Developing

Three Climbers Die On Mount Everest Descent

Three climbers returning from the summit of Mount Everest have died and two more are missing.

Nepalese mountaineering official Gyanendra Shrestha said Eberhard Schaaf, 61, from Germany, and Song Won-Bin, 44, from Korea, died on Saturday.

A Nepali-born Canadian woman named as Shriya Shah, 33, was also killed on Sunday, according to Tilak Pandey, a tourism ministry official.

All three were descending from the 8,850-metre (29,035-foot) summit when they died.

A Chinese climber and a Nepali mountain guide are also still missing on the mountain.

Mr Shrestha said the weather was favourable on Friday and Saturday morning, but that a wind storm swept the mountain later on Saturday.

"There was a traffic jam on the mountain on Saturday. Climbers were still heading to the summit as late as 2.30pm which is quite dangerous," he said from base camp.

Ang Tshering Sherpa, of the Kathmandu-based Asian Trekking, said Song Won-Bin died at The Balcony, an area near the peak.

The Seoul-based Yonhap news agency said she had collapsed due to altitude sickness and fallen off a cliff, quoting a diplomat at the South Korean embassy in Kathmandu.

It said the climbers were part of a team of old classmates from the same high school in the central city of Daejeon.

About a dozen members flew to Nepal at the end of March to mark their school's 50th anniversary by climbing the peak. They were due to return home later this month.

Eberhard Schaaf, a doctor, was believed to have suffered high altitude cerebral edema.

"Most of these deaths occur due to high altitude sickness," Mr Sherpa said. "Climbers spend their energy on the ascent and they are exhausted and fatigued on the descent."

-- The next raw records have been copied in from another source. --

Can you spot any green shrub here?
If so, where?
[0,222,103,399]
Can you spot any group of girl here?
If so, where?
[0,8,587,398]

Ms Shah, who was born in Kathmandu and grew up in Mumbai, India before moving to Toronto, described herself as "an entrepreneur, political activist, social worker, and above all, a daring lady" on her website.

Speaking of her Everest expedition, she wrote: "This is my dream and passion, and want to do something for my country. Nothing is impossible in this world."

The latest deaths bring the current season's death toll for the world's highest peak to five.

Two Nepali Sherpa climbers died on Everest in April, one falling into a crevasse at 5,900 metres and the other succumbing to altitude sickness at base camp.

Nearly 4,000 people have climbed Mount Everest since 1953 when Sir Edmund Hillary of New Zealand and Sherpa Tenzing Norgay first scaled it.

More than 200 people have died on the slopes of the giant peak.